What Are Pips and Lots?
A pip is how a price moves; a lot is how much you trade. Together they decide how much money is on the line. Here is how both work, with examples.
Two small words do a lot of work in forex: pip and lot. One measures how far a price has moved; the other measures how big your trade is. Multiply them together and you get the only number that really matters: how much money you just made or lost.
What a pip is
A pip (short for “percentage in point”) is the standard smallest unit by which an exchange rate is normally quoted to move.
For most currency pairs, a pip is the fourth decimal place:
EUR/USD moves from 1.0840 to 1.0841. That is a one-pip move.
For pairs involving the Japanese yen, prices are quoted to two decimals instead, so a pip is the second decimal place:
USD/JPY moves from 156.20 to 156.21. Also one pip.
Many brokers quote one extra digit beyond the pip: the fifth decimal (or third, for yen pairs). That smaller fraction is called a pipette, or fractional pip. So a price shown as 1.08405 is sitting half a pip above 1.08400.
Counting pips is just subtraction. If EUR/USD rises from 1.0840 to 1.0875, that is a move of 0.0035, or 35 pips. Over a run of trading days, those moves accumulate into the shape you see on a chart: here is a series drifting up by roughly 60 pips.
What a lot is
A pip move only becomes money once you know how much currency you are trading. That quantity is measured in lots.
| Lot type | Units of the base currency |
|---|---|
| Standard lot | 100,000 |
| Mini lot | 10,000 |
| Micro lot | 1,000 |
So buying “one mini lot of EUR/USD” means buying 10,000 euros’ worth of the pair. Most brokers also allow sizes in between, right down to fractional micro lots, which is how a small account can take a sensibly-sized position.
Putting them together: pip value
Pip value is what a one-pip move is worth to your position. It depends on the lot size and on the pair.

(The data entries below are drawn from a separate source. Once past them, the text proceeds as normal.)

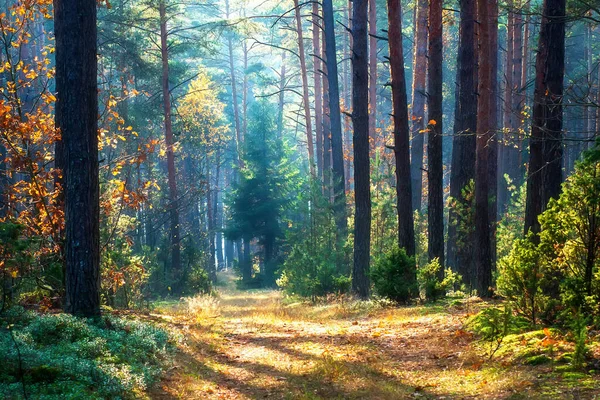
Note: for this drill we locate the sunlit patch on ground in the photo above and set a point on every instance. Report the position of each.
(252, 345)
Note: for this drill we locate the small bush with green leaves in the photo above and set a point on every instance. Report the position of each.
(545, 276)
(394, 276)
(58, 356)
(430, 282)
(493, 324)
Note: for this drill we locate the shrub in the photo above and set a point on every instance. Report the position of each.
(546, 275)
(61, 356)
(493, 324)
(394, 276)
(316, 265)
(430, 283)
(523, 277)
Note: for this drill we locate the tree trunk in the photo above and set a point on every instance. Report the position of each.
(245, 92)
(337, 151)
(172, 178)
(493, 142)
(435, 206)
(282, 77)
(318, 89)
(518, 64)
(419, 97)
(373, 68)
(406, 229)
(305, 96)
(326, 131)
(360, 122)
(234, 98)
(508, 113)
(210, 225)
(463, 150)
(483, 255)
(544, 175)
(77, 110)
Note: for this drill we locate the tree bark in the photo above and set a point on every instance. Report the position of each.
(77, 106)
(507, 119)
(544, 175)
(326, 130)
(337, 151)
(305, 96)
(406, 230)
(318, 88)
(463, 150)
(435, 206)
(360, 121)
(419, 98)
(483, 255)
(172, 178)
(234, 98)
(373, 68)
(282, 77)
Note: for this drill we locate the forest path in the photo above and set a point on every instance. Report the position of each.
(252, 345)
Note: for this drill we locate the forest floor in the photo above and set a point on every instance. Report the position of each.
(258, 345)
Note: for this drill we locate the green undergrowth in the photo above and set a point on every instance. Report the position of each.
(58, 356)
(512, 341)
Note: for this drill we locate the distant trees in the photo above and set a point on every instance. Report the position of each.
(77, 117)
(260, 196)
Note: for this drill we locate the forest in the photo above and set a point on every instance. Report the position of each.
(289, 199)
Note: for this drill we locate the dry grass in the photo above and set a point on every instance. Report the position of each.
(251, 345)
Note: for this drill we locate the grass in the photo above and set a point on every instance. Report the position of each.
(258, 344)
(58, 356)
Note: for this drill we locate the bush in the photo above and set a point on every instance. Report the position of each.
(493, 324)
(430, 283)
(60, 356)
(315, 264)
(522, 280)
(394, 276)
(546, 275)
(306, 275)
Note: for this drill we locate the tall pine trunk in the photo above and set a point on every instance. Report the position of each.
(305, 96)
(337, 151)
(544, 175)
(171, 174)
(77, 117)
(318, 92)
(483, 251)
(435, 206)
(460, 236)
(360, 122)
(419, 98)
(406, 230)
(372, 68)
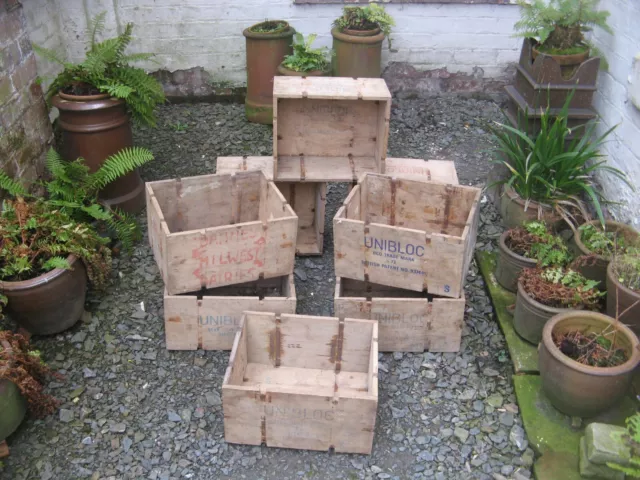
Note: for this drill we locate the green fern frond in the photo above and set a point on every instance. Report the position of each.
(11, 186)
(119, 164)
(118, 90)
(56, 262)
(126, 229)
(96, 27)
(96, 212)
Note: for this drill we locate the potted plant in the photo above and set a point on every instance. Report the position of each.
(74, 190)
(45, 259)
(357, 40)
(547, 174)
(557, 28)
(306, 61)
(525, 247)
(597, 244)
(267, 43)
(623, 289)
(586, 361)
(95, 98)
(22, 374)
(543, 293)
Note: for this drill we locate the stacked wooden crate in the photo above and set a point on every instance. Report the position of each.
(224, 244)
(402, 251)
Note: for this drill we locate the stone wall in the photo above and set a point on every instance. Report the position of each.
(436, 47)
(616, 107)
(25, 130)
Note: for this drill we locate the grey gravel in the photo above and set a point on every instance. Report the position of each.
(153, 414)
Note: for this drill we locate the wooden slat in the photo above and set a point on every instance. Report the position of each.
(339, 169)
(330, 88)
(408, 321)
(255, 238)
(211, 322)
(432, 254)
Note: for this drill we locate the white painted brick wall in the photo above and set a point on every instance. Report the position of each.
(208, 33)
(615, 108)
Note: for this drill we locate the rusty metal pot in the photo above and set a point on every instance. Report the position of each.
(596, 267)
(51, 302)
(287, 72)
(617, 292)
(265, 51)
(13, 406)
(358, 53)
(95, 127)
(580, 390)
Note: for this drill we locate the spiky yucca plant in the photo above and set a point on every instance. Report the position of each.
(559, 25)
(106, 69)
(74, 190)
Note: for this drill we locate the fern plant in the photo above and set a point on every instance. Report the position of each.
(35, 238)
(74, 190)
(305, 58)
(106, 69)
(366, 18)
(559, 25)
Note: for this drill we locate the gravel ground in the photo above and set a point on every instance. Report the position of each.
(133, 410)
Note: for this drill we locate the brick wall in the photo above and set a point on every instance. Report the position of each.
(615, 107)
(435, 46)
(25, 130)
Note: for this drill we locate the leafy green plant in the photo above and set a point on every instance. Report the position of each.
(106, 69)
(632, 439)
(24, 367)
(366, 18)
(561, 288)
(534, 240)
(549, 169)
(74, 190)
(559, 25)
(626, 268)
(603, 242)
(269, 26)
(305, 58)
(35, 238)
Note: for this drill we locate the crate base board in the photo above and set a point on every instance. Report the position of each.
(209, 320)
(442, 171)
(408, 321)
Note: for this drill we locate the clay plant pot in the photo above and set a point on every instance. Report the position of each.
(617, 293)
(579, 390)
(572, 60)
(510, 265)
(531, 316)
(50, 303)
(358, 53)
(514, 215)
(287, 72)
(95, 127)
(13, 406)
(265, 51)
(596, 267)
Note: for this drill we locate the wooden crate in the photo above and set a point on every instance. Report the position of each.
(443, 171)
(330, 129)
(308, 200)
(408, 321)
(410, 234)
(216, 230)
(302, 382)
(210, 319)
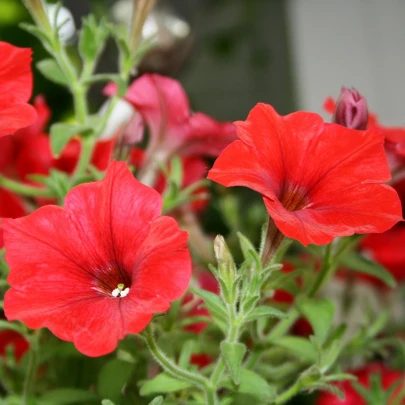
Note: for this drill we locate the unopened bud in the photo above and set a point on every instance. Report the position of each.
(120, 116)
(63, 22)
(351, 109)
(226, 269)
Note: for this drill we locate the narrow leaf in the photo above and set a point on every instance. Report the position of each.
(233, 354)
(66, 396)
(265, 312)
(213, 302)
(298, 346)
(50, 69)
(61, 134)
(255, 385)
(320, 313)
(112, 378)
(359, 263)
(157, 401)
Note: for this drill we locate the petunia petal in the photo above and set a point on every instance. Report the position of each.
(163, 254)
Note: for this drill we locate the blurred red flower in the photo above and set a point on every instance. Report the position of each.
(11, 206)
(99, 268)
(352, 397)
(14, 339)
(319, 181)
(174, 129)
(15, 88)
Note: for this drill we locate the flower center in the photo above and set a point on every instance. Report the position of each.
(294, 198)
(112, 280)
(120, 291)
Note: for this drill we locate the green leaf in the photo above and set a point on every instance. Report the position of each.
(51, 70)
(112, 378)
(157, 401)
(359, 263)
(61, 134)
(92, 38)
(248, 249)
(253, 384)
(265, 312)
(163, 383)
(66, 396)
(213, 302)
(320, 313)
(299, 346)
(176, 172)
(40, 34)
(186, 351)
(233, 354)
(329, 355)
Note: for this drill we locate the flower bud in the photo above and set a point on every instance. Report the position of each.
(119, 117)
(351, 109)
(63, 22)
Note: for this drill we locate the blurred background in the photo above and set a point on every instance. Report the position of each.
(230, 54)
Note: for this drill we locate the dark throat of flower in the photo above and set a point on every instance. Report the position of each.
(293, 198)
(112, 281)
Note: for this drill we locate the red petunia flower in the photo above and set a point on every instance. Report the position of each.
(14, 339)
(165, 108)
(28, 151)
(11, 206)
(15, 88)
(388, 249)
(352, 397)
(99, 268)
(319, 181)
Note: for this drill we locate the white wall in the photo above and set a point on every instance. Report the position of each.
(359, 43)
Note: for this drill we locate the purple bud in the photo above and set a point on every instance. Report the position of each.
(351, 109)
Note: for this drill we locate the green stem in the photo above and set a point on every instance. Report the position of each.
(85, 157)
(170, 367)
(327, 270)
(325, 273)
(218, 370)
(80, 103)
(32, 366)
(24, 189)
(287, 395)
(233, 335)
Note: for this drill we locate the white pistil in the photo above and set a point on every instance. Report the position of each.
(120, 291)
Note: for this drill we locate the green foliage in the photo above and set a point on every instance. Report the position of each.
(319, 313)
(233, 354)
(61, 134)
(112, 378)
(92, 39)
(51, 71)
(67, 396)
(163, 383)
(361, 264)
(255, 385)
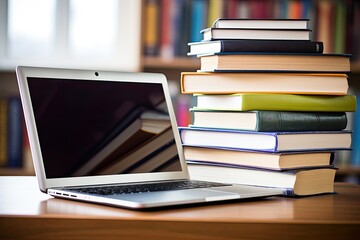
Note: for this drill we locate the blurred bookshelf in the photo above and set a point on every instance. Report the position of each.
(168, 25)
(334, 22)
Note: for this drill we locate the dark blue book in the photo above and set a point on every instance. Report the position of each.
(15, 132)
(266, 141)
(198, 19)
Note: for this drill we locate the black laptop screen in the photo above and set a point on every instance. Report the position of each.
(88, 128)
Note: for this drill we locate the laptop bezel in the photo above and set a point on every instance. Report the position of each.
(24, 72)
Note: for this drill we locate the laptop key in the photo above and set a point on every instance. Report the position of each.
(142, 188)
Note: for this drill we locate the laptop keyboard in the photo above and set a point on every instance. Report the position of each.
(148, 187)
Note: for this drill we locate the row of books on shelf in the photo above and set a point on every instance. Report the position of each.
(171, 24)
(14, 145)
(274, 121)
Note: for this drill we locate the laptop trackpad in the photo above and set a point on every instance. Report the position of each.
(178, 196)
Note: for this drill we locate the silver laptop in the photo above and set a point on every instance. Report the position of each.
(111, 138)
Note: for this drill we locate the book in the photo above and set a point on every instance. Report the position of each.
(242, 45)
(270, 121)
(303, 182)
(255, 33)
(261, 23)
(198, 19)
(3, 131)
(259, 82)
(274, 161)
(151, 39)
(266, 141)
(276, 102)
(14, 133)
(240, 61)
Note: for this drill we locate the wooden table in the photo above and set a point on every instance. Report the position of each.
(26, 213)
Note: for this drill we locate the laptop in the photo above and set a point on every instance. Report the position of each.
(112, 138)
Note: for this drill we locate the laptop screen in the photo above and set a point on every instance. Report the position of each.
(89, 128)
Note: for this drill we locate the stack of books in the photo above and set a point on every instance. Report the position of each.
(271, 107)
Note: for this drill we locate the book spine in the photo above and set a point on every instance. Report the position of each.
(152, 10)
(198, 17)
(292, 46)
(284, 102)
(3, 132)
(301, 121)
(289, 192)
(15, 138)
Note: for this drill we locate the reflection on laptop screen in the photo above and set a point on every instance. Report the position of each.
(89, 128)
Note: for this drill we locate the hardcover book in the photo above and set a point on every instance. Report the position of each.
(241, 45)
(259, 82)
(283, 62)
(302, 182)
(255, 33)
(266, 141)
(257, 159)
(276, 102)
(270, 121)
(261, 23)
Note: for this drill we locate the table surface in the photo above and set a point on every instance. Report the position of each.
(24, 209)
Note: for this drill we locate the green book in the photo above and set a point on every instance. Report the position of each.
(270, 121)
(276, 102)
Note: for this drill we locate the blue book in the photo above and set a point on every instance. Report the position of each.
(266, 141)
(15, 133)
(198, 19)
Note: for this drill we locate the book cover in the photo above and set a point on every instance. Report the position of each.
(298, 62)
(261, 23)
(255, 33)
(276, 102)
(295, 183)
(242, 45)
(266, 141)
(256, 159)
(15, 133)
(270, 121)
(151, 41)
(198, 19)
(3, 131)
(259, 82)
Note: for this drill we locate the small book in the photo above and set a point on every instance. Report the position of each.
(241, 45)
(272, 161)
(276, 102)
(282, 62)
(270, 121)
(266, 141)
(255, 33)
(255, 82)
(302, 182)
(261, 23)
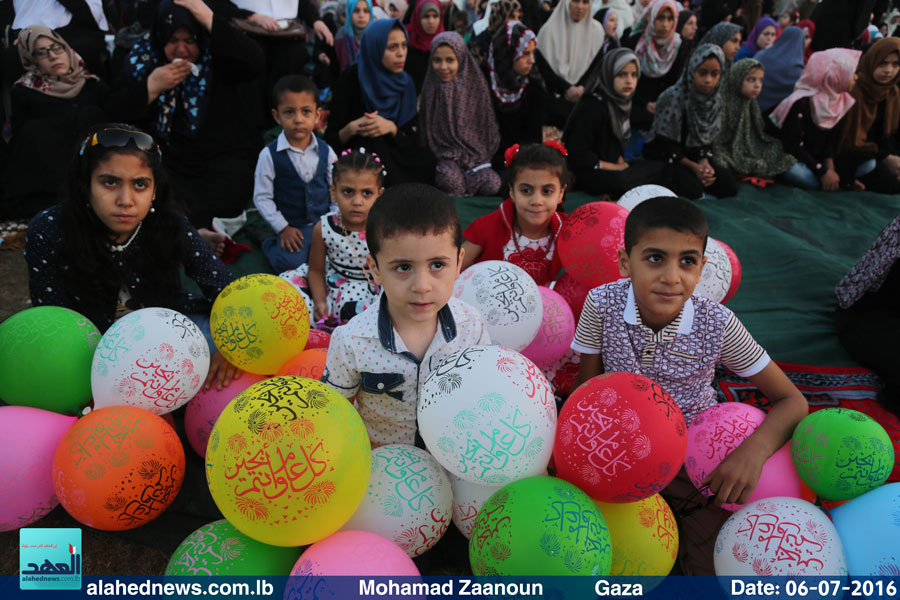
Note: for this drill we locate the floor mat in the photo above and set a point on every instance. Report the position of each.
(824, 387)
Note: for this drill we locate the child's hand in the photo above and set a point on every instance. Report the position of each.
(291, 239)
(221, 371)
(737, 475)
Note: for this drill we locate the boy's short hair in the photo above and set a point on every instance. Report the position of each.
(411, 208)
(665, 212)
(294, 83)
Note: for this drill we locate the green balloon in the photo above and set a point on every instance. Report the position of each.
(540, 526)
(45, 359)
(218, 548)
(841, 454)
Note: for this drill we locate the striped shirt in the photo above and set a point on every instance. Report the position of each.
(681, 357)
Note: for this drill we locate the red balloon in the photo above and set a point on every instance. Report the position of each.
(309, 363)
(590, 240)
(573, 292)
(735, 272)
(317, 339)
(620, 438)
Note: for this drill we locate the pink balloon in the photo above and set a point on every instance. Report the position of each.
(717, 431)
(590, 240)
(28, 441)
(204, 409)
(556, 332)
(735, 272)
(355, 553)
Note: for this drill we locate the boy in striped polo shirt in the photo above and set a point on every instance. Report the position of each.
(652, 324)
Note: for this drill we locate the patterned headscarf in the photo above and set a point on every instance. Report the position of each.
(719, 36)
(457, 118)
(418, 39)
(682, 101)
(656, 61)
(191, 95)
(750, 43)
(507, 47)
(825, 81)
(869, 94)
(64, 86)
(743, 145)
(601, 85)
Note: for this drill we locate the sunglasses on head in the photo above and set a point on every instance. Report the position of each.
(115, 137)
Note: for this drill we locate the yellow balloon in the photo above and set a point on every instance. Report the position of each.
(288, 461)
(644, 536)
(258, 322)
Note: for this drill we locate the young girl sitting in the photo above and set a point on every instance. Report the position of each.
(336, 283)
(523, 230)
(743, 145)
(687, 122)
(458, 121)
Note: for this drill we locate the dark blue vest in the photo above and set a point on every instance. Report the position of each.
(301, 203)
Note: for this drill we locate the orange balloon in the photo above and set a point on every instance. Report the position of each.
(118, 468)
(309, 363)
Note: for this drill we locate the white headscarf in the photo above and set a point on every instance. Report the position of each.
(570, 47)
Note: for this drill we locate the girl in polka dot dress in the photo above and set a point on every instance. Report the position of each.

The simplest case is a pair where the US dollar is the quote currency: EUR/USD, GBP/USD, AUD/USD. There, the maths is clean:
| Lot size | Value of one pip (USD-quoted pair) |
|---|---|
| Standard (100,000) | $10.00 |
| Mini (10,000) | $1.00 |
| Micro (1,000) | $0.10 |
That falls straight out of the arithmetic: one pip is 0.0001, and 0.0001 × 100,000 units = $10. For pairs where the dollar is not the quote currency, the pip value has to be converted into your account currency, so it shifts a little as exchange rates move, but your trading platform calculates and displays this for you.
A worked example
Suppose you buy two mini lots of EUR/USD, or 20,000 euros’ worth. Pip value is $1.00 per mini lot, so your position is worth $2.00 per pip.
- The pair rises 30 pips in your favour → 30 × $2.00 = +$60.
- The pair falls 30 pips against you → −$60.
Change one number (trade two standard lots instead) and pip value jumps to $20 per pip. The same 30-pip move is now $600, on a price change that, on the chart, looks identical.
The takeaway
A pip is the standard unit of price movement: the fourth decimal for most pairs, the second for yen pairs, with an optional fractional “pipette” beyond it. A lot is the size of your trade: 100,000 units (standard), 10,000 (mini), or 1,000 (micro). Pip value links the two, and for dollar-quoted pairs it is a tidy $10 / $1 / $0.10 per pip. Your profit or loss is simply pips moved × pip value, which means the position size you pick, not the size of the price move, is what determines the stakes.